Protected pine forest in Canada

Irénée-Marie Ecological Reserve (French: Réserve écologique Irénée-Marie) is an ecological reserve in the unorganized territory of Rivière-de-la-Savane, in Mékinac Regional County Municipality, in Quebec, Canada. It was established on October 31, 1985. The Ecological Reserve protects a forest of Eastern white pine, red pine and pine gray.

== Toponymy ==
The name commemorates Joseph Caron (1889-1960), better known as Brother Irénée-Marie of the Congregation of Christian Brothers, one of the colleagues of brother Marie-Victorin.

== Geography ==
The reserve is located approximately 50 km west of Saint-Joseph-de-Mékinac, in the Matawin River drainage basin, and surrounded by the ZEC Chapeau de Paille.
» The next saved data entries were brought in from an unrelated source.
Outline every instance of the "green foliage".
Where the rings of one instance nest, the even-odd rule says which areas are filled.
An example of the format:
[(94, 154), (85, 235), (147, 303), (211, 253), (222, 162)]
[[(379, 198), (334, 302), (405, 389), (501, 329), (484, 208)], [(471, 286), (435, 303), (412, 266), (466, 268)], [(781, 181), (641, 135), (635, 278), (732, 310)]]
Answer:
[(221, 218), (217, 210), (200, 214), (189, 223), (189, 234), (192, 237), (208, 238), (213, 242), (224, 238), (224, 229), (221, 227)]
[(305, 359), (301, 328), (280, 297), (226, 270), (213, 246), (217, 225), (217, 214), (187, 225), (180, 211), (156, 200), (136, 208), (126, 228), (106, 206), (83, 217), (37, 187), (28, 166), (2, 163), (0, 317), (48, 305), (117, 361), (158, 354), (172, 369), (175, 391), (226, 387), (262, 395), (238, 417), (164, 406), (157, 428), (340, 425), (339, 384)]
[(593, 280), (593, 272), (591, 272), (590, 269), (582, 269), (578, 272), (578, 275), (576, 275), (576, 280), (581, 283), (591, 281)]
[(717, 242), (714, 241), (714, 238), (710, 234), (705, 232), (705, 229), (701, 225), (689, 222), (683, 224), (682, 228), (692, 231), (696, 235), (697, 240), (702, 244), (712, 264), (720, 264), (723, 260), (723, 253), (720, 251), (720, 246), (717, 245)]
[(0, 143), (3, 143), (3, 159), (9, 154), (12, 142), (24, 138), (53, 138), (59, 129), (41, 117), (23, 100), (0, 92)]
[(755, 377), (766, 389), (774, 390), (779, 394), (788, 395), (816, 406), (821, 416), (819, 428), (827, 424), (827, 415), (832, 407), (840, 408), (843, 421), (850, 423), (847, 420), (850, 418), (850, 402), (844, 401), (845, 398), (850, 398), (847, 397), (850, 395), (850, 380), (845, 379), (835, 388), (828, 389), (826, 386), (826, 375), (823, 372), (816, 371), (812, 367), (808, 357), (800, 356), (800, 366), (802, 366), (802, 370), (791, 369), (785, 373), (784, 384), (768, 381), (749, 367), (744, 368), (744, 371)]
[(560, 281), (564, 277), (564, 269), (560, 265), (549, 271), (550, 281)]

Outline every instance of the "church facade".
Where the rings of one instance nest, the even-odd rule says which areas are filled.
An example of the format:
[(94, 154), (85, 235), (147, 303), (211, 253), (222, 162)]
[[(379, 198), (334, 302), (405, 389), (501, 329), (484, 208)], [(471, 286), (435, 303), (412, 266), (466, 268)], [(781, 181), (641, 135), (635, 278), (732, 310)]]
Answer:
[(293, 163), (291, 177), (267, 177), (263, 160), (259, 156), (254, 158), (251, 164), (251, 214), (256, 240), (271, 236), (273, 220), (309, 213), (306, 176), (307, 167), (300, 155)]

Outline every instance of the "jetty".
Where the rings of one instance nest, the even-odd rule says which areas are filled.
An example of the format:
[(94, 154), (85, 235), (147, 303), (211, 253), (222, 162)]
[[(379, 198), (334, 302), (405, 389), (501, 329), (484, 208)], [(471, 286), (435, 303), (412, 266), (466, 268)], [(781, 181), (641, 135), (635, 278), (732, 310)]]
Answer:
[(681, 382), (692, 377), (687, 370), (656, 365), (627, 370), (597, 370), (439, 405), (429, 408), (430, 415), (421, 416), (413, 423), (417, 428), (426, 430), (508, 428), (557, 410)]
It has an area of 189.36 ha and is located north-east of Arcand lake and on either side of the des Aigles river. The elevation of the reserve varies between 290 m on the edge Arcand Lake up to 490 m. It is generally formed by rocky slopes and a flat zone.

==History==
In 1978, private clubs for hunting and fishing were abolished and replaced by zones d'exploitation contrôlée (harvested controlled zones) with the objective to democratise their activities. Consequently, the territory of the reserve was transferred to zec du Chapeau-de-Paille.

The Irenée-Marie ecological reserve was created on October 31, 1985 by a decree of the Quebec Government. It was the 13th ecological reserve to be created in Quebec.